8. In the middle of the campus there was a temporary respite from harsh schooling, called Profilak. For some reason Profilak was the most popular target for nailing entrance doors from the outside on Aprils fools day even though it was not a bad place. Every student had a chance to spend one month of a year away from his roommates and an old dorm room, to change surroundings. All you had to do is to complain to campus resident doctor about your physical or mental health and a month later you were there, eating a better food, cooked in a separate kitchen, watching free cable TV, which by the was yours truly helped to install all over the campus, yet I have never stayed over in profilak.

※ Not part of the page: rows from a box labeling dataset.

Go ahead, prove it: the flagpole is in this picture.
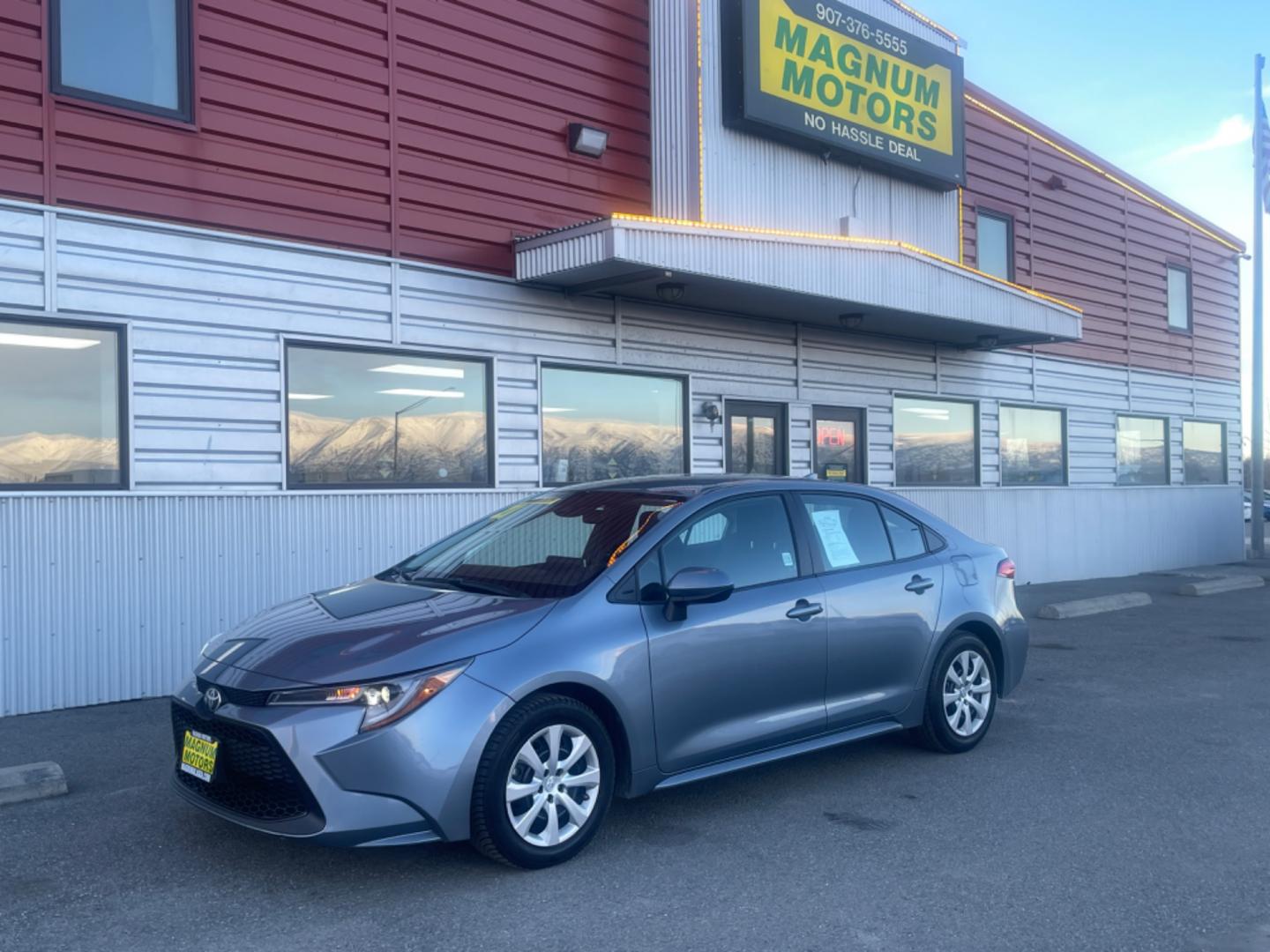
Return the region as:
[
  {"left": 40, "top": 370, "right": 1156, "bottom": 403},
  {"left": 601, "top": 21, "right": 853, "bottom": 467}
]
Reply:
[{"left": 1252, "top": 55, "right": 1267, "bottom": 559}]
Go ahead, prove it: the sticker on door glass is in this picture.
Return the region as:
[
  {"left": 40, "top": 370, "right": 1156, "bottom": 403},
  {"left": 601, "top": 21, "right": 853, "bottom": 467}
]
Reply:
[{"left": 811, "top": 509, "right": 860, "bottom": 569}]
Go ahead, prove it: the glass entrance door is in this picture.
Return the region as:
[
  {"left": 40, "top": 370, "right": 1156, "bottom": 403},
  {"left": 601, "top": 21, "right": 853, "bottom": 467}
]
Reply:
[
  {"left": 725, "top": 400, "right": 788, "bottom": 476},
  {"left": 811, "top": 406, "right": 866, "bottom": 482}
]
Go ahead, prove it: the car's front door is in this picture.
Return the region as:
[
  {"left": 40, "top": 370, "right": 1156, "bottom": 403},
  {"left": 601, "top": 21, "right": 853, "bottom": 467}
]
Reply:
[
  {"left": 643, "top": 493, "right": 826, "bottom": 773},
  {"left": 799, "top": 493, "right": 944, "bottom": 730}
]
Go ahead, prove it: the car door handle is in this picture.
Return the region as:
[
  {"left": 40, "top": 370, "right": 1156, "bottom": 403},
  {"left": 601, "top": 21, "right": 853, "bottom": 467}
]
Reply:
[{"left": 785, "top": 598, "right": 825, "bottom": 622}]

Now the cable is the base for the broadband network on campus, but yet again it’s a different story. This shuffle was confusing at times as one had to adjust to leaving in a new location. To no surprise some mistakes happened once in a while. Once upon a time a girl walked through the wrong door leading into a room filled with guys. Everybody was already lying in his bed ready to fall asleep. They became wide-awake as soon as a girl started taking her clothes off while talking to them as if she talked to her girlfriends. Guys tried their best to keep quiet and not to scare her away. Everyone thought of one question, whose bed she is going to choose. They could hold their concentration up until the moment she said, "Girls, I would give anything for a good lay" at which moment the room broke into roaring laughter sending semi-naked girl out and away. I heard this story so many times and read it on Internet that I cannot be sure that this really happened at Phystech. However I’ve decided to leave it and tell it the same way it had been told me at Phystech.

Phystech parable


9. “A beekeeper Valabuev before he engaged in beekeeping has planted a tree of life, has written the gospel and has given birth to the god-son. Then, he abandoned it all and got engaged in beekeeping. All is vanity except for bees, used to say the beekeeper Valabuev, Bees are also vanity, it’s just there are lots of them!”

P.S. Some of the stories might sound like the legends and anecdotes. Most probably they are. Nonetheless those are the tales that I did actually heard, and some of them I have seen with my own eyes. In either case, this is not by any means the pinnacle of journalism. It’s my recollection of those tales. So if you see anything that you heard differently please let me know and I would gladly correct it.